The central technical construction establishes a mapping $M \mapsto G_M$ from Turing machine descriptions to BCS games such that

• If $M$ halts (i.e., $M \in L$ for some recursively enumerable $L$), then $G_M$ admits a perfect commuting operator strategy reflecting $\omega_{qc}(G_M) > \theta$ for a specified threshold.
• If $M \notin L$, then all approximate strategies for $G_M$ have an expected value for a distinguished observable $D = (1-x_D)/2$ bounded by a constant multiple of the allowed error.

The reduction is constructive and tracks an explicit variable $x_D$, whose expected value in any tracial state correlates directly with the halting of $M$. Thus, determining whether $\omega_{qc}(G_M) > \theta$ would allow the halting problem to be solved—hence, this problem is RE-hard.

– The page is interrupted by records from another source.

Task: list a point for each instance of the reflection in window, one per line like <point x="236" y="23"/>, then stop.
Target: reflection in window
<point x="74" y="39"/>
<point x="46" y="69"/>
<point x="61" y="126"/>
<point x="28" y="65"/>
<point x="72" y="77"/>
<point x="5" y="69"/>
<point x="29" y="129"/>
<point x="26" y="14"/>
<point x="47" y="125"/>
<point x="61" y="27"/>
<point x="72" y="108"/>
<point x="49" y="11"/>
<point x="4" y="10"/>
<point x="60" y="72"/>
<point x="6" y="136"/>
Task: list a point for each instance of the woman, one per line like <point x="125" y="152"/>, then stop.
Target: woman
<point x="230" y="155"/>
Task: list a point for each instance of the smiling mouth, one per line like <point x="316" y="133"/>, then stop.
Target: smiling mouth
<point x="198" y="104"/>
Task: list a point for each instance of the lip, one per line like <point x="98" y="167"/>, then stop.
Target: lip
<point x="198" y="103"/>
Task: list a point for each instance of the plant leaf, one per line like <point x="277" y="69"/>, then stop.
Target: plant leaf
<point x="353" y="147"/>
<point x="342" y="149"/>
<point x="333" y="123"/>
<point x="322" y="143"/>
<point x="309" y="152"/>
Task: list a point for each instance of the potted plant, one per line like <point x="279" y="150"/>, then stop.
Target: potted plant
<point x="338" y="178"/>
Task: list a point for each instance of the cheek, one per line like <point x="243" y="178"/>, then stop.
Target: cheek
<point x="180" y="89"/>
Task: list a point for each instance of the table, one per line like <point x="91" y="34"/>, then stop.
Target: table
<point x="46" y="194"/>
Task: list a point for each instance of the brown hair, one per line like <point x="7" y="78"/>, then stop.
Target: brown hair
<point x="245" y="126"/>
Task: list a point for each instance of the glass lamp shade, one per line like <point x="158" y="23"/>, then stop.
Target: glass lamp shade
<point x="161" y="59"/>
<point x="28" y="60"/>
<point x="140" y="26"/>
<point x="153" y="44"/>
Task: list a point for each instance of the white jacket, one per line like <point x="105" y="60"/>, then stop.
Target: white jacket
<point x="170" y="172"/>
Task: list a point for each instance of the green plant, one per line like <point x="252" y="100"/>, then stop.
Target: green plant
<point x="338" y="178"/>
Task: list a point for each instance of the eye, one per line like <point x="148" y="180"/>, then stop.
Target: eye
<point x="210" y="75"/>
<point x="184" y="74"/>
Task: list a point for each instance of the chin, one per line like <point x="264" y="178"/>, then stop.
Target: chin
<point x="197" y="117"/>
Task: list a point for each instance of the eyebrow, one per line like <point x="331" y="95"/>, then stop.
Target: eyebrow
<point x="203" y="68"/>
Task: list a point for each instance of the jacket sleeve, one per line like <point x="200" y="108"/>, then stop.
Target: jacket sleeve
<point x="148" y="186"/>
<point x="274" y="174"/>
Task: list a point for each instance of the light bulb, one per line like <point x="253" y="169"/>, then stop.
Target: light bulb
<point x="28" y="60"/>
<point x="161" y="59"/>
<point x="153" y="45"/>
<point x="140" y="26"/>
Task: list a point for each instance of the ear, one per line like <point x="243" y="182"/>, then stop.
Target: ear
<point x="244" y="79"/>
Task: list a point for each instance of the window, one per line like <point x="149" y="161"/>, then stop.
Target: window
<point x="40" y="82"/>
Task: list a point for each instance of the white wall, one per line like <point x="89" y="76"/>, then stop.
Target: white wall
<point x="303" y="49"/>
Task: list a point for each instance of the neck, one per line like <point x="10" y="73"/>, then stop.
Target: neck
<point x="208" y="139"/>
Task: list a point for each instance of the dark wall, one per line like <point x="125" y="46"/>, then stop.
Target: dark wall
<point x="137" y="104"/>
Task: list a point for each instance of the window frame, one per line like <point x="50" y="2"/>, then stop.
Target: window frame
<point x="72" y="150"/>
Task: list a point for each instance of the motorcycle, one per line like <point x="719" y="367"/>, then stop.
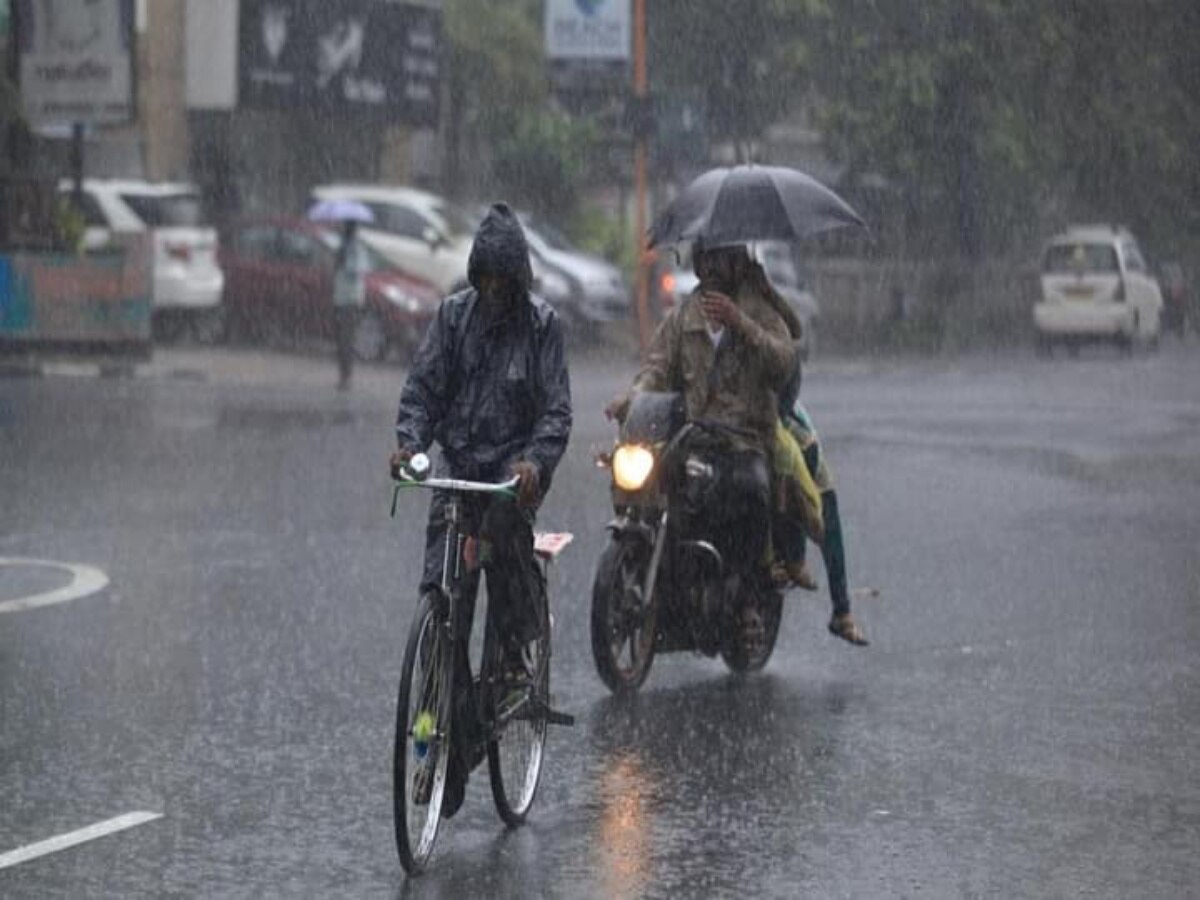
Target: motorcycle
<point x="670" y="580"/>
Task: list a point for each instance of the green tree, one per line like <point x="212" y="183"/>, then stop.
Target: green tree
<point x="995" y="120"/>
<point x="745" y="58"/>
<point x="496" y="77"/>
<point x="544" y="161"/>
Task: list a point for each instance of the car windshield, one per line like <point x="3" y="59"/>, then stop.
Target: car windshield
<point x="160" y="210"/>
<point x="555" y="239"/>
<point x="1080" y="258"/>
<point x="376" y="262"/>
<point x="457" y="222"/>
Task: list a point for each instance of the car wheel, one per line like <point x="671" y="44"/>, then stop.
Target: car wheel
<point x="370" y="337"/>
<point x="208" y="327"/>
<point x="168" y="325"/>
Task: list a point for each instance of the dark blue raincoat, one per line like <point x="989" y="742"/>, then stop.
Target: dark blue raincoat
<point x="491" y="390"/>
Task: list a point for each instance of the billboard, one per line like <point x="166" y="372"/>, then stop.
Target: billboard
<point x="75" y="60"/>
<point x="379" y="57"/>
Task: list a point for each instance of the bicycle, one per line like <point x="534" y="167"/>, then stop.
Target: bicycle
<point x="508" y="721"/>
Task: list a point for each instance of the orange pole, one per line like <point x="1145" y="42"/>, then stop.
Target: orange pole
<point x="641" y="256"/>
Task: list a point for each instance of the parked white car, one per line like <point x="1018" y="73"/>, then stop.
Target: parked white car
<point x="597" y="289"/>
<point x="186" y="279"/>
<point x="1096" y="286"/>
<point x="418" y="232"/>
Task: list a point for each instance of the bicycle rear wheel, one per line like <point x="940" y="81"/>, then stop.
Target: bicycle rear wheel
<point x="421" y="751"/>
<point x="515" y="754"/>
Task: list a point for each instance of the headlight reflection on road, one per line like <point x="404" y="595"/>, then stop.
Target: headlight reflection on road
<point x="624" y="829"/>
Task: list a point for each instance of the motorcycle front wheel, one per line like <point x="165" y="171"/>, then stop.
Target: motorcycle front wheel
<point x="622" y="622"/>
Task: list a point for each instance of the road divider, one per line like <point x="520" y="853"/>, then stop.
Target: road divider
<point x="85" y="581"/>
<point x="71" y="839"/>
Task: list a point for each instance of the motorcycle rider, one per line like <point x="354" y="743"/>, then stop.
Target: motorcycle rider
<point x="736" y="294"/>
<point x="490" y="385"/>
<point x="727" y="351"/>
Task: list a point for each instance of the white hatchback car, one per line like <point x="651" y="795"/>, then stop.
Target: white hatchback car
<point x="418" y="232"/>
<point x="186" y="279"/>
<point x="1096" y="286"/>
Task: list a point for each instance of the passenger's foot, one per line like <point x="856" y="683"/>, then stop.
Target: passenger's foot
<point x="786" y="575"/>
<point x="845" y="628"/>
<point x="801" y="576"/>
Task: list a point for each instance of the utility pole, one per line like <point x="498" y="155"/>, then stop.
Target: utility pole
<point x="641" y="257"/>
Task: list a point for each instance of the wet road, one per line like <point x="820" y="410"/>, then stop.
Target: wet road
<point x="1025" y="723"/>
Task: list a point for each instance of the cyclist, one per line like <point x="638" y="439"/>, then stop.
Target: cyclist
<point x="490" y="385"/>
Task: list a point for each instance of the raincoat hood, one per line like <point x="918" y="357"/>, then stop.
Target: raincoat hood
<point x="501" y="249"/>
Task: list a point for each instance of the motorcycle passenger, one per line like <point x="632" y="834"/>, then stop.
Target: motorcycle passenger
<point x="490" y="385"/>
<point x="729" y="353"/>
<point x="791" y="531"/>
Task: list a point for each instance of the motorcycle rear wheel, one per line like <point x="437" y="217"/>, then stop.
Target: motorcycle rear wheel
<point x="623" y="625"/>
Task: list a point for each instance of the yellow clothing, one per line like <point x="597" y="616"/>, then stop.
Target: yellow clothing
<point x="798" y="492"/>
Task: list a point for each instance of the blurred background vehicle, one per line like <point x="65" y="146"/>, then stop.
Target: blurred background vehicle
<point x="597" y="291"/>
<point x="673" y="280"/>
<point x="1096" y="286"/>
<point x="279" y="286"/>
<point x="186" y="280"/>
<point x="418" y="232"/>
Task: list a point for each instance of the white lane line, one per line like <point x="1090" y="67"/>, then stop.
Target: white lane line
<point x="53" y="845"/>
<point x="84" y="581"/>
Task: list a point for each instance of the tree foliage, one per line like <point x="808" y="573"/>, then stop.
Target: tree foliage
<point x="993" y="121"/>
<point x="496" y="77"/>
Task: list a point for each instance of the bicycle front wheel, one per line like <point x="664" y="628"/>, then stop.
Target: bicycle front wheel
<point x="421" y="754"/>
<point x="515" y="754"/>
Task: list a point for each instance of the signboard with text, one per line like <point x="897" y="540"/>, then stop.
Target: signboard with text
<point x="379" y="57"/>
<point x="587" y="29"/>
<point x="75" y="60"/>
<point x="587" y="46"/>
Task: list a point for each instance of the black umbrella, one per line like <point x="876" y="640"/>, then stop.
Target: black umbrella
<point x="751" y="203"/>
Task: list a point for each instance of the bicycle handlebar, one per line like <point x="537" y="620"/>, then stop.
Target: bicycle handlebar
<point x="454" y="484"/>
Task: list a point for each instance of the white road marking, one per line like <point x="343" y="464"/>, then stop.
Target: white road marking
<point x="85" y="580"/>
<point x="53" y="845"/>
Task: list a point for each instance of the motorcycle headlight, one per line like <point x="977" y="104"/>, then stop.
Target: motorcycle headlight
<point x="631" y="466"/>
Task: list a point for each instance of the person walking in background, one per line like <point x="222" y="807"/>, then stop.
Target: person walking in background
<point x="351" y="267"/>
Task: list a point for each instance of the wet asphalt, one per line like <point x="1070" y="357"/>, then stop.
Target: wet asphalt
<point x="1023" y="538"/>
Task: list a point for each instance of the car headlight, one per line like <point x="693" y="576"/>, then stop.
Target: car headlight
<point x="555" y="286"/>
<point x="397" y="297"/>
<point x="631" y="465"/>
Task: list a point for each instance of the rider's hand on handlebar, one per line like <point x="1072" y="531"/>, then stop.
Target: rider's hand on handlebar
<point x="617" y="407"/>
<point x="720" y="309"/>
<point x="399" y="461"/>
<point x="528" y="484"/>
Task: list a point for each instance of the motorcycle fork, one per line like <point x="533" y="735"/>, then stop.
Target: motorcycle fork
<point x="652" y="571"/>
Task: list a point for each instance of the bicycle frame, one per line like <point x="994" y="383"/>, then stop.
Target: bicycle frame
<point x="453" y="563"/>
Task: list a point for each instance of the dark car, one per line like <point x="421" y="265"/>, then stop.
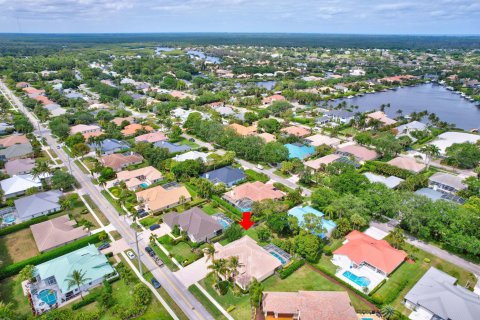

5. Algebraic Techniques and Nested Conjugacy Relations

The techniques used are fundamentally algebraic, relying on embedding complex finitely presented *-algebras (including group algebras of recursively presented groups encoding Turing computations) into BCS algebras using nested conjugacy relations. In these, auxiliary variables encode words of the form

$$w = x_{i_\ell} \cdots x_{i_1} x_{i_0} x_{i_1} \cdots x_{i_\ell}$$

which can be recursively related via new constraints to enforce desired relations within the BCS framework. A theorem (Theorem 5.7) shows that algebras with these types of relations can be embedded into conventional BCS algebras, ensuring that the group-theoretic undecidability is fully reflected in the algebraic setting of nonlocal games.

These methods differ qualitatively from the techniques used in the proof of MIP$^* = \mathrm{RE}$, which relies on interactive proof systems and complexity amplification, rather than explicit algebraic embeddings and analysis of operator system representations.

6. Implications and Limitations of the NPA Hierarchy

The main implications are:

• There exist nonlocal games $G$ for which for all $k$, $\omega^{(k)}_{npa}(G) > \omega_{qc}(G)$; no finite-level hierarchy bounds exactly attain the commuting operator value.
• Deciding whether $\omega_{qc}(G) > \theta$ is RE-hard, so the problem is as hard as the halting problem for Turing machines.
• The algebraic structure of nonlocal games is sufficiently rich to reflect arbitrary computational complexity and undecidability, intimately connecting operator algebra, group theory, and quantum nonlocality.
• Device-independent certification methods that rely on finite-level NPA bounds are fundamentally limited: certification of certain quantum correlations requires infinite resources or is undecidable in general.

This work exposes a sharp boundary in quantum complexity theory and operator algebra, highlighting that even the most general convex relaxations (SDPs in the NPA hierarchy) may not suffice to exactly capture the commuting operator value in all physically meaningful settings. As a consequence, algorithmic methods for certifying quantum advantage or bounding nonlocal correlations cannot universally succeed by truncations of the NPA hierarchy.

Key Notation Summary

Symbol	Description
$\omega_{qc}(G)$	Commuting-operator value of game $G$
$\omega^{(k)}_{npa}(G)$	Level-$k$ NPA relaxation bound
$A(B)$	BCS algebra for a Boolean system $B$
$D$	Distinguished observable in reduction
$w$	Nested conjugacy word (see Def. 5.1)
$\theta$	Fixed decision threshold (e.g., $1/2$)

These results frame a fundamental obstruction to decidability in nonlocal games and operator algebra, and rigorously establish that the NPA hierarchy's convergence to $\omega_{qc}(G)$ can be only asymptotic, never exact at any finite level for certain games (Fanizza et al., 6 Oct 2025).